Dennis had heard of such things on the news. Black Friday. One of America's less pleasing exports. The pandemonium that erupted within shops when an flat screen tv was available at almost half price. Dennis and his wife had chuckled at such goings on, noted that it had never been this way under a Labour government, and vowed never to go out shopping on such a day.
In his mild concern about the lack of milk and the apparently impending apocalypse, Dennis had failed to notice that it was in fact Black Friday. Apparently, so had many people.
As a street fight broke out over the last Xbox One console, Black Friday shoppers sent confused glances in the direction of the Apocalypse shoppers - who were slightly more interested in the last can of Mulligatawny soup than they were in a mediocre games console that wasn't even an especially superior model than its predecessor when you look at it with some objectivity.
Dennis had never been one for video games. He had attempted to play Wii Tennis with his nephew at a family gathering the previous Christmas and had ultimately been forced to buy his brother a new television in addition to the 'World's Best Brother' mug Dennis had given him.

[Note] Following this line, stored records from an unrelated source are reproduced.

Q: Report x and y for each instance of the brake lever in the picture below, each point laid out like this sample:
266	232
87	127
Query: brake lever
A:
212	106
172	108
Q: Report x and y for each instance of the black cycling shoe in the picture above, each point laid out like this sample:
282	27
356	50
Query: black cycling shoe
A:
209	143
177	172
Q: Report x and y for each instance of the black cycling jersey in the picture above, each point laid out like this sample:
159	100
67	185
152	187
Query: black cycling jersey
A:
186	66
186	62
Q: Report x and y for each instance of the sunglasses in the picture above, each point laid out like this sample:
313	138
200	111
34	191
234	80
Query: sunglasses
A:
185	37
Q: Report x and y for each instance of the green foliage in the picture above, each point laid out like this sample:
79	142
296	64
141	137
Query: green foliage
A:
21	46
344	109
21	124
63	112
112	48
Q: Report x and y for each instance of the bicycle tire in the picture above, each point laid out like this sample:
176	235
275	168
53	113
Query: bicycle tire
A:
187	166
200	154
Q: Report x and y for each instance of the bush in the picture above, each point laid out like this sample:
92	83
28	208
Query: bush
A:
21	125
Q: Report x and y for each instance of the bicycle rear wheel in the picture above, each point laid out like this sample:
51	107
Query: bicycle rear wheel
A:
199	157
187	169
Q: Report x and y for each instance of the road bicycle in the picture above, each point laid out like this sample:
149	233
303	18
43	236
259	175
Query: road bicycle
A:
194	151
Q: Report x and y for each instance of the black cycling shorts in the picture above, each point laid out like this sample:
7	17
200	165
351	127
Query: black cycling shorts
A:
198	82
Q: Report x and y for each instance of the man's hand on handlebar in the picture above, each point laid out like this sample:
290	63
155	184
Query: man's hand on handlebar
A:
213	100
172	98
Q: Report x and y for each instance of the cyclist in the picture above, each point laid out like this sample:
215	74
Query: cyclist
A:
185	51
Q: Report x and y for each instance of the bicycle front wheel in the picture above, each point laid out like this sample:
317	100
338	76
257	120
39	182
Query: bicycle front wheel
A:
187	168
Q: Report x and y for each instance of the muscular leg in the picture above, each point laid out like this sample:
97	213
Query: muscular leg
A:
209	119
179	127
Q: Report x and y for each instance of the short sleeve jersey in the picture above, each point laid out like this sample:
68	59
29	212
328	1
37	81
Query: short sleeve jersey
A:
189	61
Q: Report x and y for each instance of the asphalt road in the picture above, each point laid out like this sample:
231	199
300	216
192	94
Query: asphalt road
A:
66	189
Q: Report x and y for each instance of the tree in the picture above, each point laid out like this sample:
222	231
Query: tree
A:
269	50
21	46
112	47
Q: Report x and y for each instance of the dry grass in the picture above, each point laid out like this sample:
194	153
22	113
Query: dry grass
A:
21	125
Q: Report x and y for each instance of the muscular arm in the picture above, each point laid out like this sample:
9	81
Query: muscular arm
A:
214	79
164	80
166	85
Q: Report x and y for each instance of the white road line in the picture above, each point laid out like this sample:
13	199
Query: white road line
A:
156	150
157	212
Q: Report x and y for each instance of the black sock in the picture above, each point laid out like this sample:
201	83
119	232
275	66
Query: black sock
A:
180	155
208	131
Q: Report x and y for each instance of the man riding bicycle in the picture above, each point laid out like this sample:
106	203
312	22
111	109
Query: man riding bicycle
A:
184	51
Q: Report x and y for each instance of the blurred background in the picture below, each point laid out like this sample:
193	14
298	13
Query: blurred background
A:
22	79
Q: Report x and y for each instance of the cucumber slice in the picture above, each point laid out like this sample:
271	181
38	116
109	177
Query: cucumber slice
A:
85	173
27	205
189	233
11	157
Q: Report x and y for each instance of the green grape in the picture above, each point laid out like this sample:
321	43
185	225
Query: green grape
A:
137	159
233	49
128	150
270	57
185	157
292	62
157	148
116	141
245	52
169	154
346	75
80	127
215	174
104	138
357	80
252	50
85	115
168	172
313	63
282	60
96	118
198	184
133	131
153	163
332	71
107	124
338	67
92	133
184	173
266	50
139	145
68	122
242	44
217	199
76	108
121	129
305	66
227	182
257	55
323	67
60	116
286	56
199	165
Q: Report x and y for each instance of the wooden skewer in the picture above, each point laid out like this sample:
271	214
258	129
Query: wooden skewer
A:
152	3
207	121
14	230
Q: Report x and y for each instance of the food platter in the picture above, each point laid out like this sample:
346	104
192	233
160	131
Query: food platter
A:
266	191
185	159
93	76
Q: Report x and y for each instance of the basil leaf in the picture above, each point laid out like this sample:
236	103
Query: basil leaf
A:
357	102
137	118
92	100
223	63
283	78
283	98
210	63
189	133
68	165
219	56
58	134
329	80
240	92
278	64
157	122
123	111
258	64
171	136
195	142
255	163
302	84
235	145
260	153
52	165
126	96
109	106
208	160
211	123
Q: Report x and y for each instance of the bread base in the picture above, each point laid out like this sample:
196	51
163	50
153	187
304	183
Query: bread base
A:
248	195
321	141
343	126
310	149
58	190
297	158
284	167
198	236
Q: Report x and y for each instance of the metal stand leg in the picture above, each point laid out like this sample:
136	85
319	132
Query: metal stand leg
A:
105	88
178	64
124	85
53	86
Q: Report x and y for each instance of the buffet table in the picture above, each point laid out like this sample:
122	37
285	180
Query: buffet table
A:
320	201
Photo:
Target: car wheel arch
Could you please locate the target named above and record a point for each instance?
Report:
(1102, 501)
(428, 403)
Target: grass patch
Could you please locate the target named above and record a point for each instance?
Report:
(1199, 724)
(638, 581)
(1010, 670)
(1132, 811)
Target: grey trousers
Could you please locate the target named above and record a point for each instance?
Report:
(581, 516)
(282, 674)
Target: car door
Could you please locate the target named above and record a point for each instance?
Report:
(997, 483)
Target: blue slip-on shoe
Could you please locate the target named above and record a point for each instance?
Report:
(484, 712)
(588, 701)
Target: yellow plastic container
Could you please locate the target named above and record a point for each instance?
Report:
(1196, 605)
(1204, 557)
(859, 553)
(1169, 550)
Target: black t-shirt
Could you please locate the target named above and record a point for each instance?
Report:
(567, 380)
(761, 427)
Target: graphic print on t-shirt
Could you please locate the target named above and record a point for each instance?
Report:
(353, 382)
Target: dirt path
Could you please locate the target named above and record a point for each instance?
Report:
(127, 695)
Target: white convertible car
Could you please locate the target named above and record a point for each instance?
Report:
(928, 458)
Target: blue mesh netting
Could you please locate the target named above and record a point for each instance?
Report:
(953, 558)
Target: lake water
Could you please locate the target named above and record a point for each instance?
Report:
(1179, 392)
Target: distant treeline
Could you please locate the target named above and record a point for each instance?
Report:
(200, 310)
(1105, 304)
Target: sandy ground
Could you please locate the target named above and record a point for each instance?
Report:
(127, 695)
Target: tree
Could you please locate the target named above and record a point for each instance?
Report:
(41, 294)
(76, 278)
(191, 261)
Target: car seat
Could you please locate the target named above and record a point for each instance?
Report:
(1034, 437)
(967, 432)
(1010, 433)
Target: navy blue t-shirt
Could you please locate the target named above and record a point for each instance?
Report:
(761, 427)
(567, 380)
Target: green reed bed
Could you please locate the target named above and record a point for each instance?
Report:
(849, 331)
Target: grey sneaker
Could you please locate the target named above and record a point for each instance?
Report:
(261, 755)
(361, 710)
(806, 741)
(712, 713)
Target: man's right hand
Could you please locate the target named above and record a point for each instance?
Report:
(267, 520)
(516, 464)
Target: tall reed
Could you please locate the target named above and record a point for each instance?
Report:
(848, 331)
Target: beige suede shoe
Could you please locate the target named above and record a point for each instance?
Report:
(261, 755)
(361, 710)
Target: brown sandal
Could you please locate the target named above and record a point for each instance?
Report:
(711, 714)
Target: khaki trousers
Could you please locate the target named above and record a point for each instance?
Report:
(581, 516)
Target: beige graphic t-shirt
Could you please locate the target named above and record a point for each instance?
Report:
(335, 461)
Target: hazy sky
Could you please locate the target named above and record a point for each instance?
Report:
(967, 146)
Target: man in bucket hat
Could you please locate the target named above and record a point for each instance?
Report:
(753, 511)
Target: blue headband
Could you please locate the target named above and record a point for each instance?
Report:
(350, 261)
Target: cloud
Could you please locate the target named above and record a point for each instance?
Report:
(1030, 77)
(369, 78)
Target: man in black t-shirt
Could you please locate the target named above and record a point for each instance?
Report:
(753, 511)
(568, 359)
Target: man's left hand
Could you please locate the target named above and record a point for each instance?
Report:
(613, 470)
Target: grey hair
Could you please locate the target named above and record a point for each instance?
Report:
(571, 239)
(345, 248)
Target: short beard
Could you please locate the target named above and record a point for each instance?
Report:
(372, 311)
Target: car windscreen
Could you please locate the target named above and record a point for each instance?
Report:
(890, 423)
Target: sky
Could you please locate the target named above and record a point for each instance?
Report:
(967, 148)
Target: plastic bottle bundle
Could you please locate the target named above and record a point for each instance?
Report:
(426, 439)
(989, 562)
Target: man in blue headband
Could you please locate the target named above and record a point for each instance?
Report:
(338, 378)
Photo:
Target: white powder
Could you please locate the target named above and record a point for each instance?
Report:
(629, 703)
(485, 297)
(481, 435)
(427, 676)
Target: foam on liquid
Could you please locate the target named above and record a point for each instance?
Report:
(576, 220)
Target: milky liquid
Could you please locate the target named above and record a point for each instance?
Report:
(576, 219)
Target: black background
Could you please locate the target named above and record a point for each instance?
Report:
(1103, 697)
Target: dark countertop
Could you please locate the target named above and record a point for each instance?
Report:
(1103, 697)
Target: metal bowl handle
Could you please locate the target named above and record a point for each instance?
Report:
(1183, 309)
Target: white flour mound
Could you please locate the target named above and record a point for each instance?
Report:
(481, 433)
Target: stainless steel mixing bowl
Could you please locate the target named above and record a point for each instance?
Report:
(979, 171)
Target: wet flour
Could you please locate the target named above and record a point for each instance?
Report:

Dennis wasn't particularly fond of Mulligatawny soup either. Aside from the complications derived from spelling such a word, Dennis had often found it to be too spicy for the likes of him. Having therefore established why Dennis was not at Tesco at the end of the world, it is now time to explain why he was there.
Because they were out of milk. It was quite urgent really.
Someone had broken a window and was trying to pull a trolley containing six weeks of food and Halo 5 through it while fending off a zombie. The automatic doors didn't seem to be working so Dennis reluctantly stepped through the window, being careful not to get hit by the man carelessly swinging a baseball bat or the undead monster trying to eat his brains.
Dennis knew it was going to be one of those days when there was no semi-skimmed milk left in the entire shop, only the full fat. Sighing with the knowledge that there would be hell to pay when he returned to his wife, he grabbed the blue topped bottle and proceeded to checkout, almost slipping on a huge pool of red wine that no one had cleaned up yet.
It was only when he reached the checkouts that the true, horrific reality of the situation finally set in.
There was no one on the tills.
Dennis would have to use the self checkout. An endless row of touch screens, large buttons with small print and confirmation screens, coin slots and enough receipts printed to destroy a small rainforest.
Dennis shuddered at the thought, but persevered nonetheless. He approached the most evil contraption in the universe.
"PLEASE SCAN YOUR PRODUCTS" said the infernal machine. Seven times.
"No." said Dennis, in a rare moment of defiance. "I will not allow my life to be dictated by you, a machine. The day that robots take over this planet and enslave us all is the day I begin taking orders from you - a pathetic self-check out machine. I am a man, and I have no need for you."
"PLEASE SCAN YOUR PRODUCTS"
Dennis scanned his product, paid for it twice and hurried away, hoping never again to encounter a self-checkout machine.
Inevitably, he would later encounter the same self-checkout machine some time after robots take over this planet and enslave us all.